Breaking into the big leagues on September 1, 1950, Addis played his first game for the Boston Braves. He played 16 more games in that season, registering seven hits and seven runs scored. He spent with the Braves, appearing in 85 games and contributing 55 hits and 23 runs, including his first MLB home run.

Traded to the Chicago Cubs in October 1951, Addis enjoyed a career-best season as a member of the Cubs. In 93 games and 252 at-bats, he picked up 86 hits, 13 doubles, two triples, 38 runs, and his second big-league homer, knocking in 20 runs batted in. The next season, he played ten games for Chicago, getting two hits and a run batted in, before being included in a massive, ten-player trade—headlined by slugger Ralph Kiner—to the Pittsburgh Pirates.

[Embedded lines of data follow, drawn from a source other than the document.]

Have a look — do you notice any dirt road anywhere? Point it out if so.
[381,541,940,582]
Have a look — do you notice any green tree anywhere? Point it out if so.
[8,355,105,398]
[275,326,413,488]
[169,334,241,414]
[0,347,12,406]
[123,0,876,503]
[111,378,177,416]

Addis got into four games for the Bucs, appearing in his final MLB contest June 6, 1953, in Pittsburgh. He then played through 1956 at the Triple-A level. In his 208 games in the majors, he notched 150 hits, with 22 doubles, two triples, and two homers. He drove in 47 runs and batted .281 lifetime. Defensively, he recorded a .986 fielding percentage playing at all three outfield positions, committing only 4 errors in 1,028.1 innings in the outfield.